With Salisbury serving as a solo GP, Cambrian plans to back 30 companies, with investments of up to $500,000. So far, the firm has made five investments over the last few months, including Keep Financial’s recent seed round. Salisbury expects the capital will be fully deployed over 24 months.
Generally, he plans to back U.S.based companies with U.S.-oriented go-to-markets.
“My key goal is, ‘how do I identify, and then also support, the next generation of fintech founders?” Salisbury said. “And at the earliest stage, you’re really investing in people.”
There were no hard feelings on the part of his former colleagues at a16z.
“Rex’s influence, reach, and ability to identify the next great entrepreneurs in fintech are impressive and made him a valuable asset at a16z,” said Acharya. “We are delighted to see how he and Cambrian will continue to support the fintech ecosystem with the launch of this fund.”

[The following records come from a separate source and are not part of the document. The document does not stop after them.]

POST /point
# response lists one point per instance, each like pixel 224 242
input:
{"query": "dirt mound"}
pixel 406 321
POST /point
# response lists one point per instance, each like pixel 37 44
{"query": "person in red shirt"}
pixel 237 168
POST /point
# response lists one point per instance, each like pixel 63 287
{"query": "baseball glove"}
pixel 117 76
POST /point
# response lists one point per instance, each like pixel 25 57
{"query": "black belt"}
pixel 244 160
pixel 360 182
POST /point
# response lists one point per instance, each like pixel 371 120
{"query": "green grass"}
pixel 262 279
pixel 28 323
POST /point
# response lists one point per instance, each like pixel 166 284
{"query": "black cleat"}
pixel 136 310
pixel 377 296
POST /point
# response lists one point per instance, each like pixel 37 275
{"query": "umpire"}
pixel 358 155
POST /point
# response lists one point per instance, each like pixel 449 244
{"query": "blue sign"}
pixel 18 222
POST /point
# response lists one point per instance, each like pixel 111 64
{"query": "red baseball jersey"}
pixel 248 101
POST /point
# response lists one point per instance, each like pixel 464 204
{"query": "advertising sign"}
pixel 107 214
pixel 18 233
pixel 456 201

Carra, a SoFi co-founder who Salisbury worked with early in his career, recalls first meeting him after the engineer had completed a coding boot camp.

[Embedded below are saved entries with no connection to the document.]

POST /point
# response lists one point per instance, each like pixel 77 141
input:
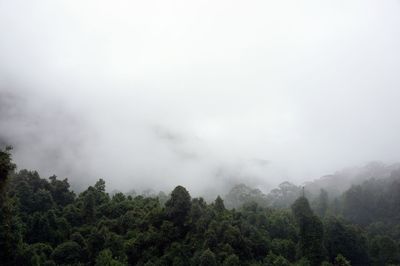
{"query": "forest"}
pixel 44 222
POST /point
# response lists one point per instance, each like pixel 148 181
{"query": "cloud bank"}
pixel 203 94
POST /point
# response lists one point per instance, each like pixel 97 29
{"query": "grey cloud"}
pixel 158 93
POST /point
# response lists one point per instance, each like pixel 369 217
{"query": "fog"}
pixel 206 94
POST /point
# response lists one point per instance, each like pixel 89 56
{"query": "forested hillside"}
pixel 43 222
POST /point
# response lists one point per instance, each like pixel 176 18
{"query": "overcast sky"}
pixel 200 93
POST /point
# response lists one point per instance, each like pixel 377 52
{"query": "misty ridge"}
pixel 191 133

Although he was still early in his career, Carra describes Salisbury of being the person “who asked the incisive ‘hard’ questions in all-hands meetings,” to a point where other members of the management team thought Carra was feeding him queries.
“The case was simply that Rex is smart, understands both finance and tech, has a keen analytical mind, and is willing to ask the hard questions in good faith,” he said. “It was a running conversation among those of us who worked with him that we looked forward to investing in his startup — we assumed he’d be a founder next time around.”
It turns out that Salisbury’s “startup” was Cambrian, and Carra is now an LP in the new fund.
“I really like the community that he’s built and refer aspiring founders to it when I can,” he told TechCrunch via email. “I love that he’s taken time to understand the space as an operator in multiple roles, and I like Cambrian’s model and risk profile.”
Betterment Founder Jon Stein described Salisbury as a “great investor.”
“I invested with him because he’s among the best builders of network and community that I’ve ever seen,” he said via email.